TRIM37 Inhibitors

Chemical inhibitors of TRIM37 can impede the protein's function through various mechanisms by mainly targeting the ubiquitin-proteasome system, which is integral to its role in protein turnover and degradation. MG132, Bortezomib, Lactacystin, Epoxomicin, PI-1840, Withaferin A, Carfilzomib, Oprozomib, and Nelfinavir are proteasome inhibitors that lead to the accumulation of ubiquitinated proteins in the cell. By preventing the proteasome from degrading proteins tagged by TRIM37, these inhibitors can result in the disfunction of TRIM37 and an aberrant buildup of its substrates, which may interfere with cellular homeostasis. This accumulation can hinder TRIM37's ability to regulate protein quality control, as it relies on the proteasome to degrade proteins it has marked for destruction.

Additionally, Chloroquine and Concanamycin A disrupt the lysosomal degradation pathway. Chloroquine raises the pH in lysosomes, which may impair the degradation of proteins that TRIM37 has targeted for lysosomal degradation.

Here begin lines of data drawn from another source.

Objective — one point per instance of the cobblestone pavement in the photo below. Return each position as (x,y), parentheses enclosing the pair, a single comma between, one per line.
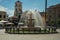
(5,36)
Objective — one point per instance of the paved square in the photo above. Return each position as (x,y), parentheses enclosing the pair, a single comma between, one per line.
(5,36)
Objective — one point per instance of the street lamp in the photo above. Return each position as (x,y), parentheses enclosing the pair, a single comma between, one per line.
(45,10)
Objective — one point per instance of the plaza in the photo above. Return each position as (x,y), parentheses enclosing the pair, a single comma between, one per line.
(5,36)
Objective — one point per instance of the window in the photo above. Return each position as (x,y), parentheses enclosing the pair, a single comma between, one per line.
(0,16)
(4,16)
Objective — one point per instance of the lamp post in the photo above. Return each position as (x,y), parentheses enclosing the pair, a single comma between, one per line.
(45,14)
(45,10)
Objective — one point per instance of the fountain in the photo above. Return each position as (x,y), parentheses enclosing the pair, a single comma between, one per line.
(31,22)
(32,19)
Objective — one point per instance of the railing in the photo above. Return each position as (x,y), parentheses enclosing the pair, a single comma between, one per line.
(29,31)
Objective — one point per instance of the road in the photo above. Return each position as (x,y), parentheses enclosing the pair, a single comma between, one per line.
(5,36)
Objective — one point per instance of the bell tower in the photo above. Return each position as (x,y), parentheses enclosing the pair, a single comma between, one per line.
(18,9)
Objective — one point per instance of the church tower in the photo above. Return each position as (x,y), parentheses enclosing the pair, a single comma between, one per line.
(18,9)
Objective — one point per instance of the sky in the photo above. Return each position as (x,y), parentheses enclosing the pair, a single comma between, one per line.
(8,5)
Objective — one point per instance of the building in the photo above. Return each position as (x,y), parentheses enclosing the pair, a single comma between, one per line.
(18,9)
(43,16)
(53,15)
(3,15)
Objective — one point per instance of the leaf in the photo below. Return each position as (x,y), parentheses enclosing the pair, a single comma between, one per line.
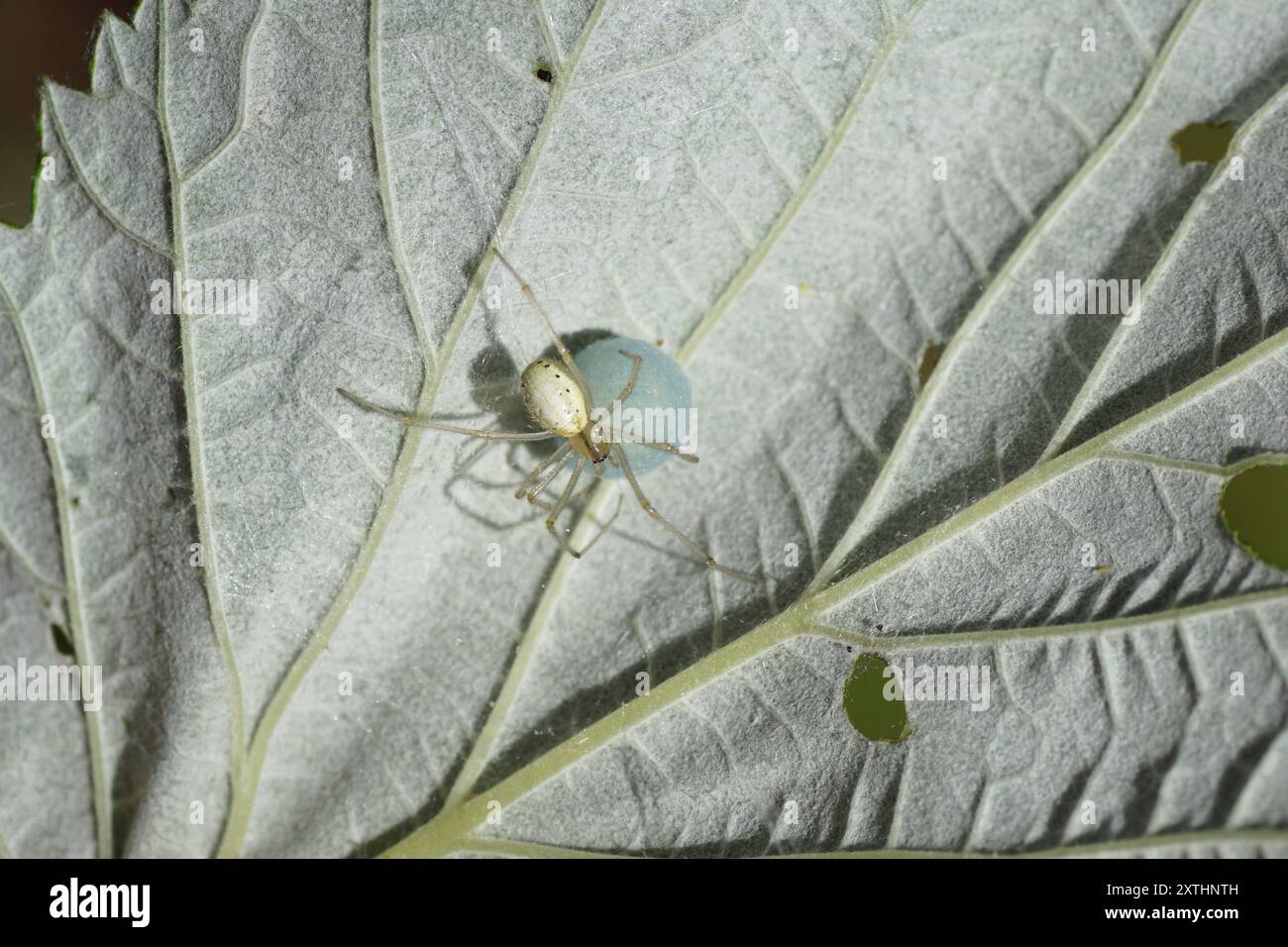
(305,650)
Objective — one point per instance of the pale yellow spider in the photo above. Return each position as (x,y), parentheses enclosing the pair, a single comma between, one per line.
(558,399)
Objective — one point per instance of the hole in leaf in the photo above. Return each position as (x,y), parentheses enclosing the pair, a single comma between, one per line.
(1203,141)
(874,701)
(1254,509)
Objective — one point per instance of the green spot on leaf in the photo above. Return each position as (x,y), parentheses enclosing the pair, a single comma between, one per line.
(62,642)
(1254,509)
(866,703)
(1201,141)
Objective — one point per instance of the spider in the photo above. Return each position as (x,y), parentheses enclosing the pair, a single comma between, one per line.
(558,399)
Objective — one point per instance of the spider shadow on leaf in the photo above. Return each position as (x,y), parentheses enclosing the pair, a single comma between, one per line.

Similarly, Concanamycin A, as a V-ATPase inhibitor, can disturb lysosomal acidification, potentially impeding the breakdown of TRIM37's substrates within the lysosome. By interfering with the degradation process in lysosomes, these inhibitors can indirectly inhibit the functionality of TRIM37 regarding proteins destined for this degradation pathway. Meanwhile, MLN4924 inhibits the NEDD8-activating enzyme, which is crucial for the neddylation process that modifies cullin-RING ubiquitin ligases, a class of enzymes that TRIM37 could be functionally associated with. Inhibition of this upstream process can have downstream effects on TRIM37's activity, as it may rely on the proper functioning of the neddylation pathway to exert its effects on protein ubiquitination and subsequent degradation.